= George Northcroft =

George Northcroft (1868 - 1943) was a British orthodontist who is known for his contributions in the formation of the British Orthodontic Society. The society was initially formed in 1907 as British Society for the Study of Orthodontics (BSSO) and the name later changed to British Orthodontic Society. He also played an important role in formation of the Dental Act of 1921 which made dentistry a profession in Great Britain.

==Life==

He attended Woodhouse Grove School and The Leys School in Cambridge, England. He then received a scholarship to study dentistry at University of Michigan School of Dentistry where he obtained his degree in 1890. He then attended the London School of Dental Surgery to attain a dental degree in England. He then practiced for 8 years in Windsor, England. He joined the British Dental Association in 1893 and in 1932 he became the President of the association. He helped found and later became the president of the British Society for the Study of Orthodontics, serving from 1909 to 1939.

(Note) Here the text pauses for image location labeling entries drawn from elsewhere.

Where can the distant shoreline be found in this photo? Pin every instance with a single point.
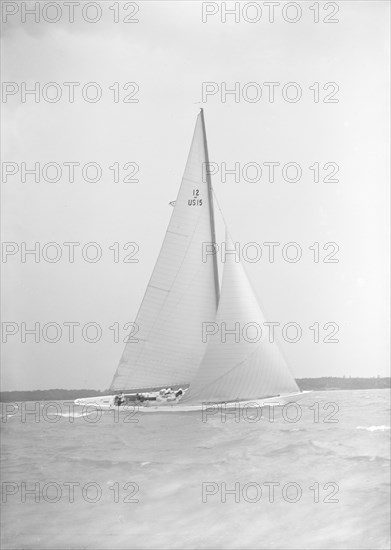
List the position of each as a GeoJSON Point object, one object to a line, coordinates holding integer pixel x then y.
{"type": "Point", "coordinates": [325, 383]}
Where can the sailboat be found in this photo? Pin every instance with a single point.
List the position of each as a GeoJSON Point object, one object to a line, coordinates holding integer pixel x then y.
{"type": "Point", "coordinates": [172, 366]}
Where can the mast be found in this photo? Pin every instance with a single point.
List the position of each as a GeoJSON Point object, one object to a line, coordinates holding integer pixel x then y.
{"type": "Point", "coordinates": [211, 210]}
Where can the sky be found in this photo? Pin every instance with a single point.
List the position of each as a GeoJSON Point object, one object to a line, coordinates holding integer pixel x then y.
{"type": "Point", "coordinates": [168, 55]}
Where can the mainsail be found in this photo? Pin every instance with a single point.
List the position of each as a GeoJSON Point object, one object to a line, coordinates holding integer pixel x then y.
{"type": "Point", "coordinates": [241, 367]}
{"type": "Point", "coordinates": [182, 292]}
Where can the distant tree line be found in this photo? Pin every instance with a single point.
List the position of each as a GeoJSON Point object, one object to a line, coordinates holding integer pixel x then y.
{"type": "Point", "coordinates": [324, 383]}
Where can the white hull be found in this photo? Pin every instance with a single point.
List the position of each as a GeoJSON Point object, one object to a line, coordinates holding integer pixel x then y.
{"type": "Point", "coordinates": [106, 403]}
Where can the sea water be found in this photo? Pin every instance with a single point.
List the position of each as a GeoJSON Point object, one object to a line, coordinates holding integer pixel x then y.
{"type": "Point", "coordinates": [314, 475]}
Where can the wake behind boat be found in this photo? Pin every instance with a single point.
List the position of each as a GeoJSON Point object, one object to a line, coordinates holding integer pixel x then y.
{"type": "Point", "coordinates": [171, 348]}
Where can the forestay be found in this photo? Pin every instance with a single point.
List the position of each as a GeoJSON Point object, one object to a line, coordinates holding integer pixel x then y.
{"type": "Point", "coordinates": [239, 369]}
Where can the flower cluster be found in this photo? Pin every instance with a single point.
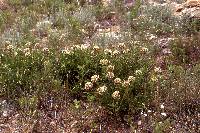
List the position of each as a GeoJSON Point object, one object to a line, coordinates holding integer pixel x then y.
{"type": "Point", "coordinates": [88, 85]}
{"type": "Point", "coordinates": [94, 78]}
{"type": "Point", "coordinates": [102, 89]}
{"type": "Point", "coordinates": [116, 95]}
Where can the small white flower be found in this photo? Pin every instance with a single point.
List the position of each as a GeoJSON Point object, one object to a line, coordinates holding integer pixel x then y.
{"type": "Point", "coordinates": [116, 95]}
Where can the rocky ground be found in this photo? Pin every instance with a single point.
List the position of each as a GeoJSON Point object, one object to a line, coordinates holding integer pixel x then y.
{"type": "Point", "coordinates": [89, 117]}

He became a member of many organizations such as the Odontological Section of the Royal Society of Medicine, of the American Dental Society of Europe, and of the European Orthodontic Society. He became president of European Orthodontic Society in 1927. He was also a co-founder of the London Hospital Dental School.

==Orthodontics==
In 1907, Dr. Northcroft and some of his friends got together and discussed topics related to Orthodontics. This group of men came together to form British Society for the Study of Orthodontics (BSSO). Dr. Northcroft was interested in studying the growth and development of the skull and jaws related to children. Therefore, he took dental impressions and facial plaster models of his son William during the age of 6 years to 21 years. Dr. Northcroft thus produced the first study of 3D facial growth.

During yearly conference of British Orthodontic Society, Northcroft Memorial Lecture is delivered by an outstanding orthodontist.